L’album d’esordio di Deborah Carputo
“Mi stai ascoltando” è il disco d’esordio della giovane cantautrice Deborah Carputo presentato alla libreria “Io Ci Sto” del Vomero. L’album, interamente autoprodotto, è composto da otto brani in italiano di cui cinque firmati da Deborah Carputo e tre scritti da Rosaria Casalini, musicati e arrangiati da Marco Sorrentino. “Mi stai ascoltando” è un disco con sonorità rock che ben si inserisce nel filone delle sonorità pop contemporanee. La voce graffiante di Deborah Carputo racconta storie che possono essere le storie dei ragazzi della sua generazione in cui la comunicazione è sempre filtrata dal mezzo tecnologico e quindi spesso falsata. Già dal titolo “Mi stai ascoltando”, l’artista ha bisogno di certezze, della sicurezza che il suo messaggio non passi inosservato e quindi con forza impone la necessità dell’ascolto. Ascoltare le sue parole, ascoltare gli stati d’animo attraverso il potente mezzo del rock, stile che meglio si adatta alla sua voce graffiante e piena di grinta, permette di superare quelle barriere che spesso si innalzano tra due o più persone e falsano o addirittura impediscono la comunicazione. Deborah Carputo nei suoi testi parla soprattutto di grandi sentimenti e di amore, senza distinzione e senza discriminazioni, come il messaggio forte lanciato nel singolo “Scivola via” che tratta del tema dell’omofobia e beneficia anche di un videoclip dai toni forti che non lascia nulla di inespresso anzi denuncia al tempo stesso accende le luci su un tema di grande attualita’. Noi di Vomero Magazine abbiamo incontrato la giovane artista che ha scelto il Vomero ed in particolare la libreria Io Ci Sto per presentare il suo primo lavoro discografico.
Sei giovanissima ma non ti è mancata l’audacia di affrontare un genere così importante come il rock; da dove nasce questa volontà?
“Nasce dalla voglia, soprattutto quando si è giovani, … come dire… di spaccare tutto! Il rock é un qualcosa di troppo forte per me, mi emoziona davvero tanto e mi carica in una maniera inspiegabile. Credo che non ci sia cosa più bella che sentire un’energia così esplosiva. Il rock è capace di accapponarmi la pelle, sa caricarmi, sa farmi venire i brividi. Grazie al rock quando sono su un palco e canto, riesco a liberarmi ed essere me stessa. Ecco, secondo me il rock è libertà, questa è la parola giusta”.
Scivola via è un brano in cui si parla di omofobia. Cosa ti ha spinto a cantare un tema così forte?
“Purtroppo la società odierna, non permette ai giovani d’oggi di inseguire i propri sogni e di conseguenza nemmeno di essere se stessi.
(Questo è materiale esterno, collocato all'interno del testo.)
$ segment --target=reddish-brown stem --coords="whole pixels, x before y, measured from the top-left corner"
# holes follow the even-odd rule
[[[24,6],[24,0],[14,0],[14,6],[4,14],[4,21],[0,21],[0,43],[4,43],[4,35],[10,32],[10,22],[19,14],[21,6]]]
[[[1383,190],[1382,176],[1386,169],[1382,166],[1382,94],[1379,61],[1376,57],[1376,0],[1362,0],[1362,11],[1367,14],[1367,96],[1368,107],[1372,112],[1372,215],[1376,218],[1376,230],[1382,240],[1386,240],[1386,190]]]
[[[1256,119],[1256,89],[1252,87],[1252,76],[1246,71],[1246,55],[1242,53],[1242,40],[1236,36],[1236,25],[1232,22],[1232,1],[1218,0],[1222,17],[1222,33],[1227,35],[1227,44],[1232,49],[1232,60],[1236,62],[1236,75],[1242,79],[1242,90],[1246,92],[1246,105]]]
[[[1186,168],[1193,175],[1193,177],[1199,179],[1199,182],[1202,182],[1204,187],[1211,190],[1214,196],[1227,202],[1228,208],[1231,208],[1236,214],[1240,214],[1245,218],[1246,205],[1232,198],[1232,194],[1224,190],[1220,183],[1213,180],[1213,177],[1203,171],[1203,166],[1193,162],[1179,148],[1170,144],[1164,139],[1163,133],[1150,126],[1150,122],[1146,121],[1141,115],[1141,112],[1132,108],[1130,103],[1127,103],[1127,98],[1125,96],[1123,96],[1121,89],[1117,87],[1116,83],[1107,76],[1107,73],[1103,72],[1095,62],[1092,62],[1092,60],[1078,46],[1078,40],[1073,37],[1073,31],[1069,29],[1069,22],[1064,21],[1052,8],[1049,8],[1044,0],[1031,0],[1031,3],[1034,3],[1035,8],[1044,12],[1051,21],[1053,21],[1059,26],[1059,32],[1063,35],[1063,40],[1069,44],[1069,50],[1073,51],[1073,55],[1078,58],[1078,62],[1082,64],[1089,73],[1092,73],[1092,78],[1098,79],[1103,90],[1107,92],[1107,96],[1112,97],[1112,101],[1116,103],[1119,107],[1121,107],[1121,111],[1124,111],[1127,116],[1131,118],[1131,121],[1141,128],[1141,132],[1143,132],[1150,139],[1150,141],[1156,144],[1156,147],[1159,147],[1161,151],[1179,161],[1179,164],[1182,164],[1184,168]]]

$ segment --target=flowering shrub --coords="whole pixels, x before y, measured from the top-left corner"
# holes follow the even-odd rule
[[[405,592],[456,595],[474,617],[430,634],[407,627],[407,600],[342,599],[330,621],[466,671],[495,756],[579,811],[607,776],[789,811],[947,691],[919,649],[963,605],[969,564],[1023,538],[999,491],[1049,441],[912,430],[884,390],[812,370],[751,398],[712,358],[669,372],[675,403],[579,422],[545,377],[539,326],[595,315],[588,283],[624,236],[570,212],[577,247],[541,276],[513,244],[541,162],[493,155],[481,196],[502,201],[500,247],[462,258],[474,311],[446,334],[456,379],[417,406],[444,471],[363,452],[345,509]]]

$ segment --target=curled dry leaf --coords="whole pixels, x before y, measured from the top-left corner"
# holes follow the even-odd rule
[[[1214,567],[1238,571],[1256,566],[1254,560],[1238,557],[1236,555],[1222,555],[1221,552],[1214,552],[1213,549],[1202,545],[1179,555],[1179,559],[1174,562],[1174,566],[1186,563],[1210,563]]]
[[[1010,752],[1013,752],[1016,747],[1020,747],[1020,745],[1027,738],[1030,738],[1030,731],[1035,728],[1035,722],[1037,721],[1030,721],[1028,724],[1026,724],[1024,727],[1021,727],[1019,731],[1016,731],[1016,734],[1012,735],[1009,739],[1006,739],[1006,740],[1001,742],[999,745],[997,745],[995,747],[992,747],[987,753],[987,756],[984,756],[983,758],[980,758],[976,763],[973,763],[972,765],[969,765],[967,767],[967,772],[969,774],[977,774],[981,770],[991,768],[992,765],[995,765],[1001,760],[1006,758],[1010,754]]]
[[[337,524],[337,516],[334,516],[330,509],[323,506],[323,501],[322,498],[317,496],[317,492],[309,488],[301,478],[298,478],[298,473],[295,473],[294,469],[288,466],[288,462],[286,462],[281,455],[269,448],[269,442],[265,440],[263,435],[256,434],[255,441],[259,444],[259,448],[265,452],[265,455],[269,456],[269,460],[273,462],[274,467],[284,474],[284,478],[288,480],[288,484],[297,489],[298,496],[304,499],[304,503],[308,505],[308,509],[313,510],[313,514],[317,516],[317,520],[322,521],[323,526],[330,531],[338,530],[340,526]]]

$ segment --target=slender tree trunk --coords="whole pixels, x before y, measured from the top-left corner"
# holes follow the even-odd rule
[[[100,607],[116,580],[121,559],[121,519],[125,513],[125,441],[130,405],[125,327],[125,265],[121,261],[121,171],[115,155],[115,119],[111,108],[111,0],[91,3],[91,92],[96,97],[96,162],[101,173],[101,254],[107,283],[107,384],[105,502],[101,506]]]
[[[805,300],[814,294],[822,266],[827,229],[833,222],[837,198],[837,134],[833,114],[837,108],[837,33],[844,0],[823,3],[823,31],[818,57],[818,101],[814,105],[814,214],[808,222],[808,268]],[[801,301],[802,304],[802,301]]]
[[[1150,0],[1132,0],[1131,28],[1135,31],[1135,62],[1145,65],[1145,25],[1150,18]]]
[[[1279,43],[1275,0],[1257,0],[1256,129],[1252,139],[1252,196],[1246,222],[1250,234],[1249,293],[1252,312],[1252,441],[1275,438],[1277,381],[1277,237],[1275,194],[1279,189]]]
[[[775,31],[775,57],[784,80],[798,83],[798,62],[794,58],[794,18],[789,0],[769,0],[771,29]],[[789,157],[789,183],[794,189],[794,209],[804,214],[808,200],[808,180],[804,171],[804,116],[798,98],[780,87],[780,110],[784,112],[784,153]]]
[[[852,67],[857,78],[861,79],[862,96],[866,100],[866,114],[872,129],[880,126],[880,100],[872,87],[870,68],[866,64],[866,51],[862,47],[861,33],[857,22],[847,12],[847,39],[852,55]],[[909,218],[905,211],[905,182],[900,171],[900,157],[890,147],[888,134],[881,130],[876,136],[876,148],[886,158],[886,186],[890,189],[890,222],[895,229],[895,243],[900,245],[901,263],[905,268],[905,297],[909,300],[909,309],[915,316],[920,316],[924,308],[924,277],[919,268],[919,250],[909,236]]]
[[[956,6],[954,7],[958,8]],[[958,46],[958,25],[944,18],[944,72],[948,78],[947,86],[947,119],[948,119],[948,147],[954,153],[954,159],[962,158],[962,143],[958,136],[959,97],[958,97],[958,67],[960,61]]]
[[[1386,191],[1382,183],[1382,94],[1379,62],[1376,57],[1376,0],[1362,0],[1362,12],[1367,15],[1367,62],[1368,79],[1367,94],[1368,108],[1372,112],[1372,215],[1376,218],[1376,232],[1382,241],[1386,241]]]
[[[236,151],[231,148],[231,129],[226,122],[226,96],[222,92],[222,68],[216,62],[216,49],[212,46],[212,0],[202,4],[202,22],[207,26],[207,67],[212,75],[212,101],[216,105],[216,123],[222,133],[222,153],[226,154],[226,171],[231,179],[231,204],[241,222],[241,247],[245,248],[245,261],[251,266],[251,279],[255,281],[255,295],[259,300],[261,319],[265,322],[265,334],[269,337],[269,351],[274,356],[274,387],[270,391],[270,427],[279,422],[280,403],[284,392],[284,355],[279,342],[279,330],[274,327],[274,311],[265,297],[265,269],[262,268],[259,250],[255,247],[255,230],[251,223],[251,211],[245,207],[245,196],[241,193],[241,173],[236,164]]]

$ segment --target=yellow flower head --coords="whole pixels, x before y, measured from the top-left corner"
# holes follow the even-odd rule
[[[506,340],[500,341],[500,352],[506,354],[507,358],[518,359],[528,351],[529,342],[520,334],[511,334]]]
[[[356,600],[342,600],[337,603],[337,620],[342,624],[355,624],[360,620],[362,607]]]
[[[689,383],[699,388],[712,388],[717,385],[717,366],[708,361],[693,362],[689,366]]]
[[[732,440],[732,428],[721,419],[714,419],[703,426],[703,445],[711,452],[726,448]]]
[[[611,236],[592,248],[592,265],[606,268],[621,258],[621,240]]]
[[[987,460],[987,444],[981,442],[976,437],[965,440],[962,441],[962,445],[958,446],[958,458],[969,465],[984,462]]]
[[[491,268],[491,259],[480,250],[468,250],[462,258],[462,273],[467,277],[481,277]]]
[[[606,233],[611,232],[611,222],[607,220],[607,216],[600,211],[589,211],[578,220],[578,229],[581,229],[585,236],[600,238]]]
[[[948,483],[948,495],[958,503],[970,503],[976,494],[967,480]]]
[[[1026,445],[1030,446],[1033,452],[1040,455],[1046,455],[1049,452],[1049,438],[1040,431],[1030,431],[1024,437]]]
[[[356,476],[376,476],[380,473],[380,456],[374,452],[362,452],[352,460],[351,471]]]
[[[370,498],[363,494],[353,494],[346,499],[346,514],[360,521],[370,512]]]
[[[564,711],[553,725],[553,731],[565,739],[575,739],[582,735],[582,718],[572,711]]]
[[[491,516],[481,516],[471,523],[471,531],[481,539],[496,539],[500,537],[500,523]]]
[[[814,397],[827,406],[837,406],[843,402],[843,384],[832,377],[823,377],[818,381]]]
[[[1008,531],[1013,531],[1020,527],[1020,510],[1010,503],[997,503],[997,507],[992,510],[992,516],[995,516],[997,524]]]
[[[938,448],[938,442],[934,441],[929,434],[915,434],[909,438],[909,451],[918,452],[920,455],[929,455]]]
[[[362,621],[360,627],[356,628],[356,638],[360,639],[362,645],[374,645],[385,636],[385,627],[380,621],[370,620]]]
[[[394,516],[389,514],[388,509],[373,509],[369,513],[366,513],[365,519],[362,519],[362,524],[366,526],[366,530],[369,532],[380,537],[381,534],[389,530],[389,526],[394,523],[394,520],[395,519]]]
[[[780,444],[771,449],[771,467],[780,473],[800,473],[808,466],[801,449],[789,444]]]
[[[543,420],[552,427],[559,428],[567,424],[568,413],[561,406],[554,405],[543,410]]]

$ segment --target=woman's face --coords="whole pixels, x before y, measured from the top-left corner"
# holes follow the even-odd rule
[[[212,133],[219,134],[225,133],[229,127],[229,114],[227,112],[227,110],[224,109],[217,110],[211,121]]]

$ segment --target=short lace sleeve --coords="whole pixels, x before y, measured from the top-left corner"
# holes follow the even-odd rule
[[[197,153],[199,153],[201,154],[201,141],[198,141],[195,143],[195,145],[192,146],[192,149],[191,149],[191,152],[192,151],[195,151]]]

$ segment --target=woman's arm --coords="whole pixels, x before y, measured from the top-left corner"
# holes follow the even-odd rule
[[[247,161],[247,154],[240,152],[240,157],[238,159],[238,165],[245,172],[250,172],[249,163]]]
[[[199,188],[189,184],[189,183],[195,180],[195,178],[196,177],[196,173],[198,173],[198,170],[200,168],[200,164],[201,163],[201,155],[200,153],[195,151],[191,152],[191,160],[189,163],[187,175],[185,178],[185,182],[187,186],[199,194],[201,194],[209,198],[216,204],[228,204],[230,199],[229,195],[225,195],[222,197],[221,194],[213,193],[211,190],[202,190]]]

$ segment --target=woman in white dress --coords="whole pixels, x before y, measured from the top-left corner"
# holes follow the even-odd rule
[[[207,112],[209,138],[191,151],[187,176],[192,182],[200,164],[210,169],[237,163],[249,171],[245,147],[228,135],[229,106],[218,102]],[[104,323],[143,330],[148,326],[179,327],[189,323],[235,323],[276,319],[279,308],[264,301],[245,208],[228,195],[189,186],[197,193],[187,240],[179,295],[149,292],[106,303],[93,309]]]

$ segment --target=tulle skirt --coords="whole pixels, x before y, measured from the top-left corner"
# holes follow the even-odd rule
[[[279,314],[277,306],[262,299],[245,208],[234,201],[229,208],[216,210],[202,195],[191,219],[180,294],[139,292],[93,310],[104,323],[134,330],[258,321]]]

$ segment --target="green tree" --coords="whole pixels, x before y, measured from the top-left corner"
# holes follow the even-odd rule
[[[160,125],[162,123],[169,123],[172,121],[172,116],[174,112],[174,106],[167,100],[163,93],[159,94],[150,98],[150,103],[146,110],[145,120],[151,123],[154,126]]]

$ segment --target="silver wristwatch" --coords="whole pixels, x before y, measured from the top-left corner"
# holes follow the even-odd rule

Ho deciso di cantare questo brano, perché grazie alla musica, che è il mio mezzo di comunicazione, ho la possibilità mandare un messaggio a tutti i giovani d’oggi che soffrono nel sentirsi diversi e quindi non accettati a fregarsene del giudizio degli altri, riuscendo a scappare via dalle persone che sono violente, additando colpe che non sono reali. Troppo spesso si ascoltano notizie di giovani che sono stati vittime di violenze verbali o fisiche e a volte ci sono stati casi di suicidio causati da ciò. E credo che questo sia davvero troppo ingiusto da accettare. Nessuno ha il diritto di decidere o giudicare la vita di un altra persona”.
Cosa ne pensi dei Talent Show?
“Credo che siano un grandissimo trampolino per i giovani artisti emergenti. Ma allo stesso tempo possono essere un’arma a doppio taglio, perché che nella vita bisogna avere tanta fortuna, ma allo stesso tempo bisogna studiare tanto e sempre. Non credo nei fuochi di paglia, credo nella costruzione lenta delle cose”.
Credi molto nel tuo progetto; cosa ti aspetti dal pubblico?
“Ci credo moltissimo, infatti mi ci sono catapultata con tutta me stessa. In questo disco sono racchiusi tutti i miei difetti, dispiaceri e sentimenti. E di conseguenza spero che la risposta del pubblico sia positiva, ciò vorrà dire che sono riuscita a farmi capire da chi mi ascolta e per me già questa è una grande soddisfazione. Anche perché le storie che ho raccontato, possono essere le storie di tante persone , storie semplici in cui un po’ tutti potrebbero riconoscersi”.